With the CUB SortPairs function I can sort a single value buffer, but not all 3 in one shot. Problem is I don't see any CUB "gather-like" utilities. Suggestions?

EDIT:

I suppose I could implement my own gather kernel, but is there any better way to do this other than:

template <typename Index, typename Value> 
__global__ void  gather_kernel(const unsigned int N, const Index * map, 
const Value * src, Value * dst) 
{ 
    unsigned int i = blockDim.x * blockIdx.x + threadIdx.x; 
    if (i < N) 
    { 
        dst[i] = src[map[i]]; 
    } 
}

The non-coalesed loads and stores make me chringe, but it probably unavoidable without a known structure on map.

It seems what you want to achieve depends on thrust::zip_iterator.
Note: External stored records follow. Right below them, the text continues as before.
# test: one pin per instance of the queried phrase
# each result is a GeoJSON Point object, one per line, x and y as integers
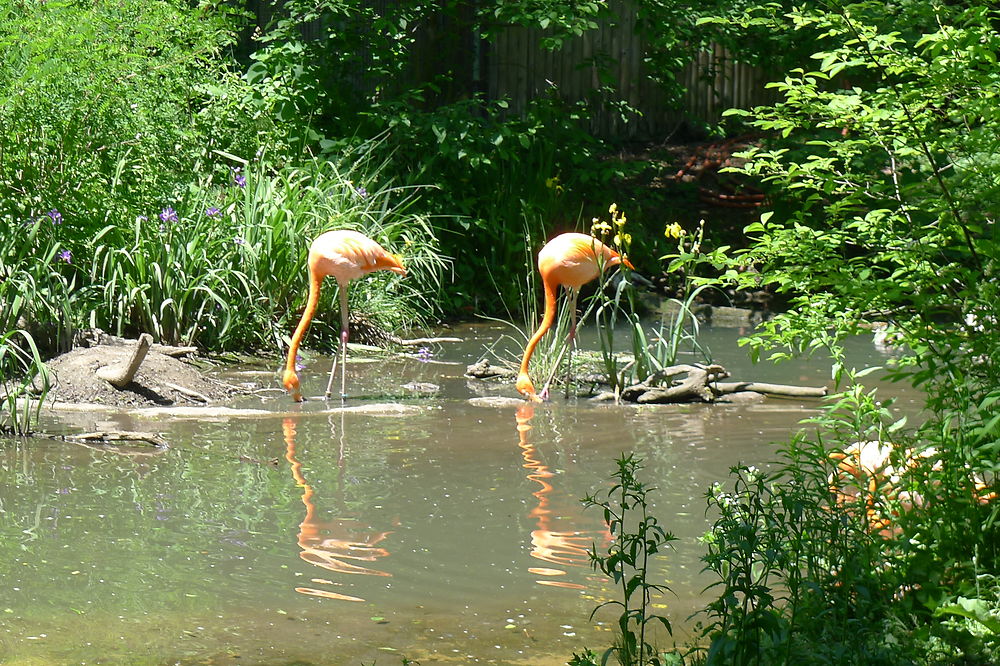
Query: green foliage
{"type": "Point", "coordinates": [637, 536]}
{"type": "Point", "coordinates": [227, 268]}
{"type": "Point", "coordinates": [38, 279]}
{"type": "Point", "coordinates": [22, 372]}
{"type": "Point", "coordinates": [882, 191]}
{"type": "Point", "coordinates": [107, 106]}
You could either

only replace thrust::sort_by_key by cub::DeviceRadixSort::SortPairs and keep thrust::gather, or
zip values{1,2,3} into array of structures before using cub::DeviceRadixSort::SortPairs

update

After reading the implementation of thrust::gather,

$CUDA_HOME/include/thrust/system/detail/generic/gather.inl

you can see it is only a naive kernel like

__global__ gather(int* index, float* in, float* out, int len) {
  int i=...;
  if (i<len) { out[i] = in[index[i]]; }
}

Then I think your code above can be replaced by a single kernel without too much effort.

In this kernel, you could first use the CUB block-wize primitive cub::BlockRadixSort<...>::SortBlockedToStriped to get the sorted indices stored in registers and then perform a naive re-order copy as thrust::gather to fill values{1,2,3}Out.

Using SortBlockedToStriped rather than Sort can do coalesced writing (not for reading though) when copying the values.